Cientistas que há décadas dedicam suas vidas ao estudo da Antártida relatam como o aumento das temperaturas impacta seu trabalho. “O gelo ainda é espesso demais para atravessarmos de barco, mas não o suficiente para cortarmos os buracos que usávamos para mergulhar”, conta o biólogo marinho Simon Morley, do Serviço Antártico Britânico (BAS), à BBC.
Morley estuda há 20 anos a vida marinha que habita as águas geladas da Antártida, incluindo criaturas, como esponjas e ascídias. Porém, as mudanças climáticas têm diminuído a espessura do gelo marinho, tornando os mergulhos cada vez mais difíceis e arriscados.

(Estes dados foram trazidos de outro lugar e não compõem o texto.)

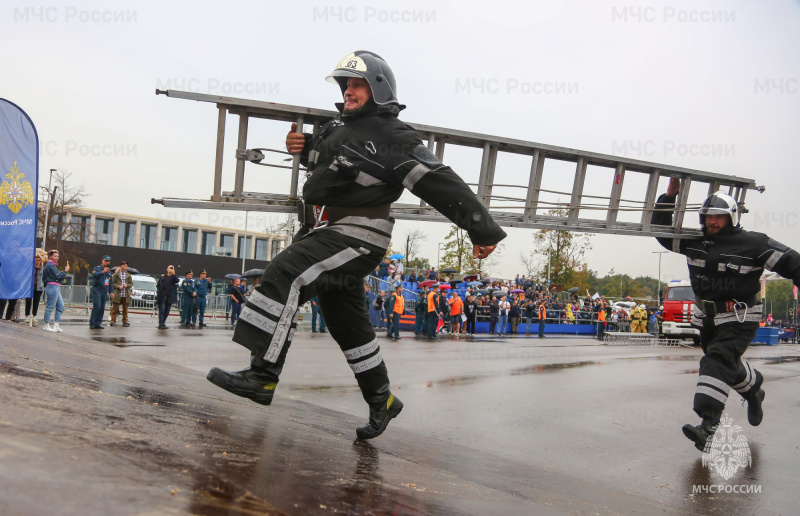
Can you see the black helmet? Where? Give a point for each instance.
(370, 67)
(719, 203)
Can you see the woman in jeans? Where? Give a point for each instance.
(502, 320)
(52, 279)
(32, 303)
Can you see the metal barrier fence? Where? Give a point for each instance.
(639, 339)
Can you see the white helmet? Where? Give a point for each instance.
(720, 203)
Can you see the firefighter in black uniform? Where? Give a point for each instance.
(725, 267)
(359, 163)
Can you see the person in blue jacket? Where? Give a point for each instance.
(100, 279)
(202, 286)
(52, 278)
(188, 296)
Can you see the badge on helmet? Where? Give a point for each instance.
(372, 68)
(720, 203)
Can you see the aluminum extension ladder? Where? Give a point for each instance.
(531, 211)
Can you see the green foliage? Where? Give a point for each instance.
(622, 285)
(418, 263)
(457, 252)
(567, 255)
(780, 298)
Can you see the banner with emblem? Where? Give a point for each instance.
(19, 173)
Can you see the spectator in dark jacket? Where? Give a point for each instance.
(494, 314)
(52, 278)
(166, 295)
(383, 269)
(513, 316)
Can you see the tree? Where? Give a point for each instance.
(530, 263)
(622, 285)
(64, 233)
(566, 252)
(457, 251)
(411, 244)
(780, 298)
(419, 264)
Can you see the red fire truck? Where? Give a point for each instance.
(677, 313)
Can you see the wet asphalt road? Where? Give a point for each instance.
(123, 422)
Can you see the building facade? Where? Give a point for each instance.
(150, 244)
(132, 231)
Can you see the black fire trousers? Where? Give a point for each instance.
(722, 367)
(332, 263)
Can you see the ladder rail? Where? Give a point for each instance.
(525, 210)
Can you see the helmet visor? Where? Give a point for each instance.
(716, 205)
(337, 74)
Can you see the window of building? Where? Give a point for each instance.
(226, 245)
(244, 252)
(189, 241)
(209, 243)
(126, 234)
(103, 231)
(169, 239)
(79, 228)
(147, 239)
(261, 249)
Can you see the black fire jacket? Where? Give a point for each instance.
(369, 158)
(728, 265)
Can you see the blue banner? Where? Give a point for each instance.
(19, 174)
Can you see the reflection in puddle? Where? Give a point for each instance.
(5, 367)
(123, 342)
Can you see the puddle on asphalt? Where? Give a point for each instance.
(778, 360)
(124, 342)
(5, 367)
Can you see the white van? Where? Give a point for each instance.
(144, 290)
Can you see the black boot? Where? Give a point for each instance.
(754, 411)
(702, 434)
(383, 406)
(256, 383)
(379, 417)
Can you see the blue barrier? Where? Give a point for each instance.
(768, 336)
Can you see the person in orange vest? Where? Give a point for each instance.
(396, 307)
(456, 309)
(542, 318)
(434, 311)
(601, 322)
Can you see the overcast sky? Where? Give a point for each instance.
(711, 85)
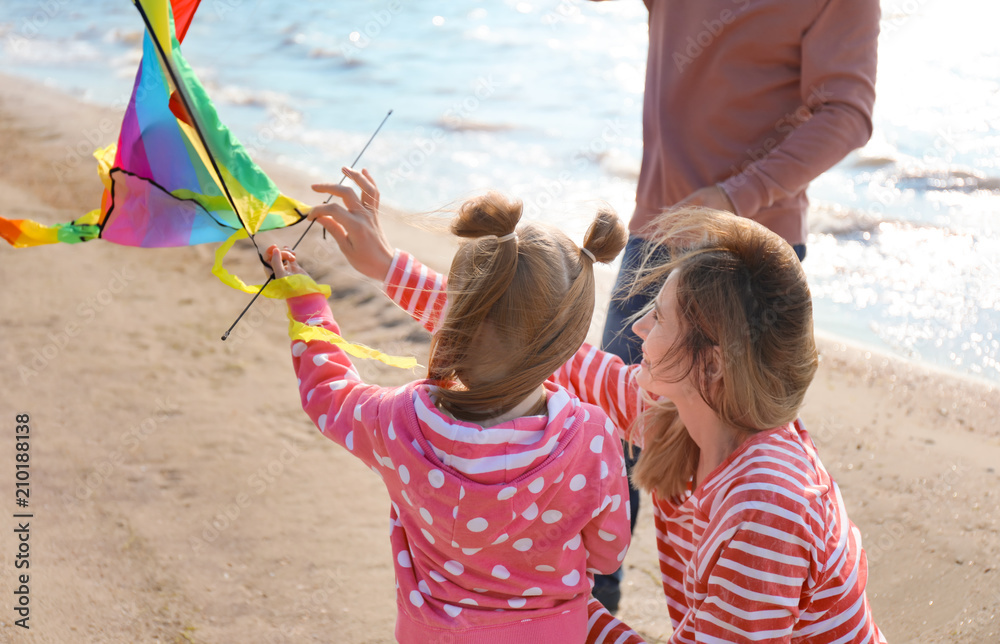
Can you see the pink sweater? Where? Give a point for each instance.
(495, 532)
(761, 95)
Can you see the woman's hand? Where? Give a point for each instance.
(355, 225)
(283, 262)
(709, 197)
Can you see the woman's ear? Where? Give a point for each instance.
(714, 366)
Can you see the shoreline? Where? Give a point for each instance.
(151, 434)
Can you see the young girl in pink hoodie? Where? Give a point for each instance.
(507, 492)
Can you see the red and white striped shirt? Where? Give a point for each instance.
(762, 551)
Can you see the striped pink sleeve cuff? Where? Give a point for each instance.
(417, 289)
(605, 628)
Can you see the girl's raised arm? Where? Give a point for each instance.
(343, 408)
(603, 379)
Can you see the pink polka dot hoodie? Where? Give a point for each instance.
(496, 533)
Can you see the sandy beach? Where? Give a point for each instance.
(180, 494)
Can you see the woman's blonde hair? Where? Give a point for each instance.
(740, 288)
(519, 306)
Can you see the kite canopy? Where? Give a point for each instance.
(177, 176)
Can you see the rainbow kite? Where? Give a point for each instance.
(178, 177)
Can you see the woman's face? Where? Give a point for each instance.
(659, 330)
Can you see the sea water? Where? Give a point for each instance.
(542, 99)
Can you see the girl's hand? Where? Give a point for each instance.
(283, 262)
(355, 225)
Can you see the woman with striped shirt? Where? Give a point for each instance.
(754, 541)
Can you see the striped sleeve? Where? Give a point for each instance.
(417, 289)
(755, 566)
(333, 395)
(605, 628)
(603, 379)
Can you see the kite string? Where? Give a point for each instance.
(260, 255)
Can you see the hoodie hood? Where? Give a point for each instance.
(474, 478)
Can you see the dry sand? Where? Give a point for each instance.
(180, 494)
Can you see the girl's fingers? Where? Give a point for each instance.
(369, 192)
(347, 195)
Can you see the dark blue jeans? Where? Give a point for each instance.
(621, 341)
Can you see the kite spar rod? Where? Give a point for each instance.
(308, 228)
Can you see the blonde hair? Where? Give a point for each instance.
(740, 288)
(529, 298)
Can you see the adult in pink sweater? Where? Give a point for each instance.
(502, 511)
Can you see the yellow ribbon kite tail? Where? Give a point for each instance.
(286, 287)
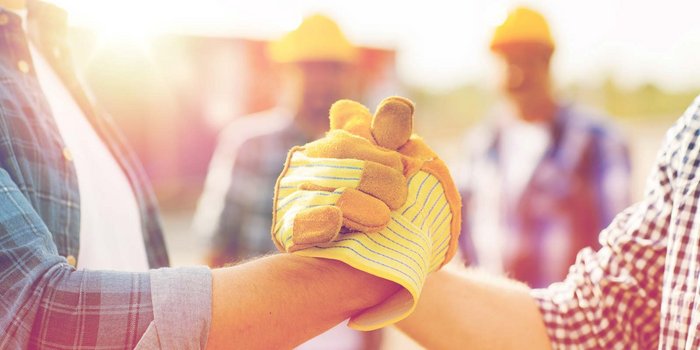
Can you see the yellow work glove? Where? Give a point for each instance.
(373, 196)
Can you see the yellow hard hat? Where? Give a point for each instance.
(523, 25)
(318, 38)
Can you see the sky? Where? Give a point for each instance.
(442, 44)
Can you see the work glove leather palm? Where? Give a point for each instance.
(374, 196)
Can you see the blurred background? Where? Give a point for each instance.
(173, 73)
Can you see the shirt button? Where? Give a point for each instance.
(71, 260)
(23, 66)
(67, 155)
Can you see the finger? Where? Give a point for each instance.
(362, 212)
(317, 225)
(393, 122)
(343, 145)
(308, 218)
(384, 183)
(352, 117)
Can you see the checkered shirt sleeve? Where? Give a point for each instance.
(47, 304)
(622, 296)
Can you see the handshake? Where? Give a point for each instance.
(374, 196)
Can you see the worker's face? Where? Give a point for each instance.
(526, 80)
(322, 83)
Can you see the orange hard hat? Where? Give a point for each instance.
(318, 38)
(522, 26)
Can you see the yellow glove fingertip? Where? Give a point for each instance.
(351, 116)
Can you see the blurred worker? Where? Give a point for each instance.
(542, 178)
(317, 64)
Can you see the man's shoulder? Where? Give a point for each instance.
(592, 121)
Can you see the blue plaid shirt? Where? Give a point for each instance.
(44, 301)
(574, 192)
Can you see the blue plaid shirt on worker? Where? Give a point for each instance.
(641, 290)
(44, 301)
(236, 206)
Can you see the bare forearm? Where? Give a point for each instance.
(280, 301)
(472, 311)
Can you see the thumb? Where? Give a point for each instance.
(393, 122)
(352, 117)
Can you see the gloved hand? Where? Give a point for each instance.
(373, 196)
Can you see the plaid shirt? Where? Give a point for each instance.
(236, 206)
(573, 192)
(44, 301)
(641, 289)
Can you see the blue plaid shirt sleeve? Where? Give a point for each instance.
(622, 296)
(46, 303)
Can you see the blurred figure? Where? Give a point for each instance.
(542, 178)
(317, 65)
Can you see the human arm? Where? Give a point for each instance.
(611, 298)
(280, 301)
(47, 303)
(471, 310)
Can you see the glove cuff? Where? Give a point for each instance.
(399, 253)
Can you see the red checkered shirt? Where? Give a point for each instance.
(641, 289)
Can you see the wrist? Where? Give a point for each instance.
(361, 290)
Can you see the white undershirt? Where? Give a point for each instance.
(110, 225)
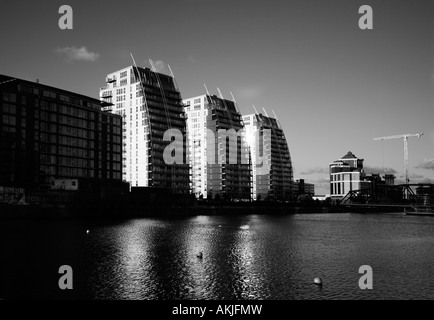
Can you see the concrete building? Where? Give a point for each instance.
(303, 188)
(346, 174)
(49, 134)
(271, 160)
(150, 104)
(217, 149)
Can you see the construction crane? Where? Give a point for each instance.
(405, 137)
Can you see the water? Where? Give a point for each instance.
(244, 257)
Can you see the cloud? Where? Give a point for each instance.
(426, 164)
(192, 59)
(78, 54)
(315, 170)
(379, 170)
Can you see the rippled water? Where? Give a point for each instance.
(244, 257)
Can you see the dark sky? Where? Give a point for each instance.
(334, 86)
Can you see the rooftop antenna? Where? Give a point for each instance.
(256, 111)
(220, 93)
(174, 80)
(137, 70)
(277, 119)
(235, 102)
(207, 92)
(153, 66)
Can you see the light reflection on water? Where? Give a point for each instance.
(244, 257)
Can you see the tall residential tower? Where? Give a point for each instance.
(150, 104)
(217, 149)
(271, 159)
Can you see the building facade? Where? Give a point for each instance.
(347, 174)
(303, 188)
(49, 134)
(151, 108)
(271, 160)
(217, 150)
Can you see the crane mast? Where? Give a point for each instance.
(405, 137)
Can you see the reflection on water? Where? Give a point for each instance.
(244, 257)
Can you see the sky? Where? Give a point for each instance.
(333, 86)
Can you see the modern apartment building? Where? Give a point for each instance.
(150, 104)
(303, 188)
(346, 174)
(49, 134)
(271, 159)
(217, 150)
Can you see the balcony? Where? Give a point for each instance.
(110, 80)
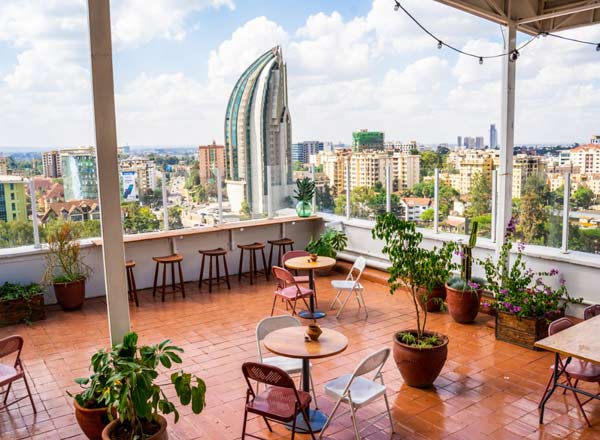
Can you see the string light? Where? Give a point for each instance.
(513, 56)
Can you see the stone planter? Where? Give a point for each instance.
(522, 331)
(17, 311)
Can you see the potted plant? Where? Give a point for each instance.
(19, 303)
(91, 404)
(65, 268)
(463, 293)
(304, 192)
(419, 354)
(525, 302)
(134, 393)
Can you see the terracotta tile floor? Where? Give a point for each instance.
(488, 389)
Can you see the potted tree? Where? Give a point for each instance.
(526, 301)
(91, 404)
(463, 293)
(304, 192)
(134, 394)
(65, 268)
(419, 354)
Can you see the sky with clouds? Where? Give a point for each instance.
(351, 64)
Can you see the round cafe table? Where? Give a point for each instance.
(305, 263)
(290, 342)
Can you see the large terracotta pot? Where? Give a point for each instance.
(463, 305)
(160, 435)
(91, 421)
(71, 295)
(435, 299)
(420, 367)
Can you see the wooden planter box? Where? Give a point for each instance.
(19, 310)
(521, 331)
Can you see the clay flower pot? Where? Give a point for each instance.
(91, 420)
(463, 304)
(160, 435)
(420, 367)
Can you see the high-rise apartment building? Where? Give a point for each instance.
(12, 199)
(302, 151)
(210, 159)
(258, 132)
(80, 177)
(493, 136)
(367, 140)
(51, 164)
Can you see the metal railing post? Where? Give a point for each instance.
(566, 200)
(494, 204)
(388, 188)
(436, 200)
(36, 231)
(220, 195)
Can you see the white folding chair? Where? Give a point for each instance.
(357, 391)
(352, 286)
(289, 365)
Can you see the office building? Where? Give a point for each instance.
(367, 140)
(12, 198)
(258, 132)
(210, 159)
(80, 177)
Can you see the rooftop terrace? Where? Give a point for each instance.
(487, 389)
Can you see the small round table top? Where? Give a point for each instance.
(290, 342)
(305, 263)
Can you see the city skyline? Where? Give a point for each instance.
(175, 65)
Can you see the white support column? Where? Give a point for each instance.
(566, 203)
(436, 201)
(507, 139)
(113, 252)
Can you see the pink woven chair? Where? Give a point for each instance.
(577, 369)
(12, 373)
(288, 289)
(300, 279)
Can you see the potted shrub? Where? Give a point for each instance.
(304, 192)
(525, 302)
(20, 303)
(463, 293)
(134, 393)
(419, 354)
(65, 268)
(91, 404)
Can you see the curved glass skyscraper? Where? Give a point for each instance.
(258, 135)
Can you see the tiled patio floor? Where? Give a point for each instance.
(488, 389)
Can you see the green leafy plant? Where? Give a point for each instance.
(305, 190)
(328, 244)
(415, 268)
(125, 380)
(520, 290)
(64, 261)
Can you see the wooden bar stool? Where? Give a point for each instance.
(252, 248)
(169, 259)
(214, 253)
(131, 288)
(281, 244)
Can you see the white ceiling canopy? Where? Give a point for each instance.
(533, 16)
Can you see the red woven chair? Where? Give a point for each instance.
(280, 402)
(11, 373)
(288, 289)
(577, 369)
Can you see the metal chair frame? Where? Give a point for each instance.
(356, 288)
(373, 362)
(8, 346)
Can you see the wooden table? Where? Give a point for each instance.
(290, 342)
(305, 263)
(580, 341)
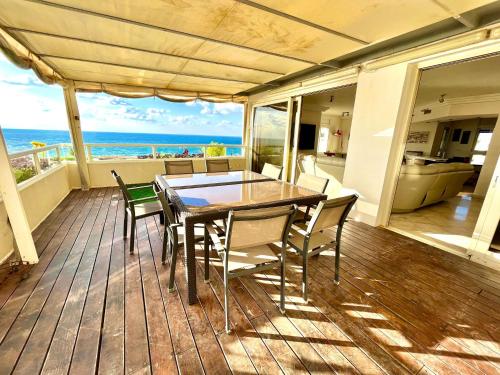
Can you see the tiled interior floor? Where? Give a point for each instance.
(449, 223)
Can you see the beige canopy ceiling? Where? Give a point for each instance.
(216, 48)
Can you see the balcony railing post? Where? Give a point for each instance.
(89, 152)
(36, 163)
(58, 153)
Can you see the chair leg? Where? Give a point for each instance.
(304, 276)
(282, 285)
(132, 235)
(164, 246)
(226, 301)
(337, 262)
(173, 261)
(206, 249)
(125, 224)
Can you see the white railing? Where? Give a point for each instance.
(32, 162)
(154, 151)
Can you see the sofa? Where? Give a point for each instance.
(323, 166)
(422, 185)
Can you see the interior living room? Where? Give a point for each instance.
(451, 152)
(325, 126)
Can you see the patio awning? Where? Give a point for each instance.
(212, 49)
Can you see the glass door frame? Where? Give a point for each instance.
(479, 238)
(286, 149)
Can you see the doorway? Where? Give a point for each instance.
(451, 152)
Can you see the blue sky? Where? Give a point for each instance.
(28, 103)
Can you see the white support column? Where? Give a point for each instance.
(286, 150)
(247, 140)
(382, 111)
(76, 134)
(295, 150)
(15, 209)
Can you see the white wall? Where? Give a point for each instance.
(314, 118)
(40, 196)
(483, 182)
(375, 117)
(425, 148)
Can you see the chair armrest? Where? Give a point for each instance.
(214, 237)
(141, 200)
(138, 186)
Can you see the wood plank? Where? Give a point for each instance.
(14, 336)
(188, 359)
(86, 350)
(401, 306)
(112, 346)
(60, 352)
(240, 313)
(160, 344)
(211, 355)
(407, 336)
(427, 300)
(9, 281)
(68, 292)
(424, 320)
(18, 292)
(137, 358)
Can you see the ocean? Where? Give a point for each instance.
(20, 139)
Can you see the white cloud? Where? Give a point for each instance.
(226, 108)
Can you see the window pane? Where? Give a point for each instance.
(179, 130)
(478, 159)
(270, 123)
(483, 141)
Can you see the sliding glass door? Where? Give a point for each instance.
(270, 125)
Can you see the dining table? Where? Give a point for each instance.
(205, 197)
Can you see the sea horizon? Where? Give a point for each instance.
(20, 140)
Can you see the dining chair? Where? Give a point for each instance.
(311, 239)
(310, 182)
(140, 202)
(272, 171)
(173, 237)
(248, 246)
(217, 165)
(179, 167)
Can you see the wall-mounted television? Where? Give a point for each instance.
(307, 136)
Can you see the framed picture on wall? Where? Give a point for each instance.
(456, 135)
(465, 137)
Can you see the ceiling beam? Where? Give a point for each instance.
(46, 56)
(301, 21)
(167, 30)
(27, 31)
(199, 94)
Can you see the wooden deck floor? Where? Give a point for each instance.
(89, 306)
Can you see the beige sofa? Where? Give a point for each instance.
(323, 166)
(422, 185)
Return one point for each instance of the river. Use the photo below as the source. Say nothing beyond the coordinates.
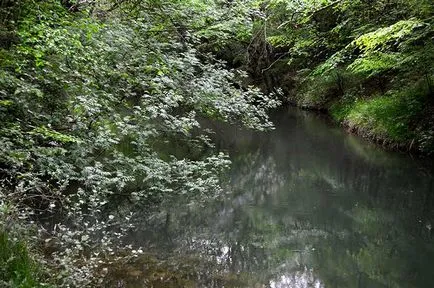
(306, 205)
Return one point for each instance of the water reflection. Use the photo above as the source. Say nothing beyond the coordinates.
(307, 206)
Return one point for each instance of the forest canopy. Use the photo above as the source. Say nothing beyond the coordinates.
(101, 104)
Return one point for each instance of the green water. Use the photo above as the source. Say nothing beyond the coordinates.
(306, 206)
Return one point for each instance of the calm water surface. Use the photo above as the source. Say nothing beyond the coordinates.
(307, 206)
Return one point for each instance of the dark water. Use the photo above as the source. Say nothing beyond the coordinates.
(307, 206)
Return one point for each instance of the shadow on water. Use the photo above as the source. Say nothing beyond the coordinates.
(306, 206)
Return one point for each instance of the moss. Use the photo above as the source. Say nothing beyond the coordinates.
(391, 118)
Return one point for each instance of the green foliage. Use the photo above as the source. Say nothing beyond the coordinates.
(100, 112)
(17, 269)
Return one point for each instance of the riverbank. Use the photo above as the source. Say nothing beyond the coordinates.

“Antigamente, fazíamos cerca de 100 mergulhos no inverno; no ano passado, conseguimos no máximo dez“, diz ele. O gelo, que antes era uma barreira sólida, tornou-se obstáculo ambíguo: grosso demais para barcos e fino demais para permitir a perfuração segura.

Impactos na Antártida
- Considerada por muito tempo um território de gelo eterno, a Antártida enfrenta mudanças visíveis;
- O volume de água congelada despenca, vegetação começa a aparecer em algumas áreas e as temperaturas médias sobem;
- Esses fenômenos não só dificultam o trabalho de pesquisadores, mas, também, ameaçam as espécies que vivem no local;
- “Esponjas, anêmonas e jardins de ascídias extraordinários estão em risco”, lamenta Morley;
- A redução da camada de gelo permite maior incidência de luz solar, favorecendo o crescimento de algas que podem sufocar essas criaturas marinhas;
- Estudos recentes também mostram que pedaços de gelo em movimento, cada vez mais frequentes, arrastam-se pelo fundo do mar, destruindo habitats.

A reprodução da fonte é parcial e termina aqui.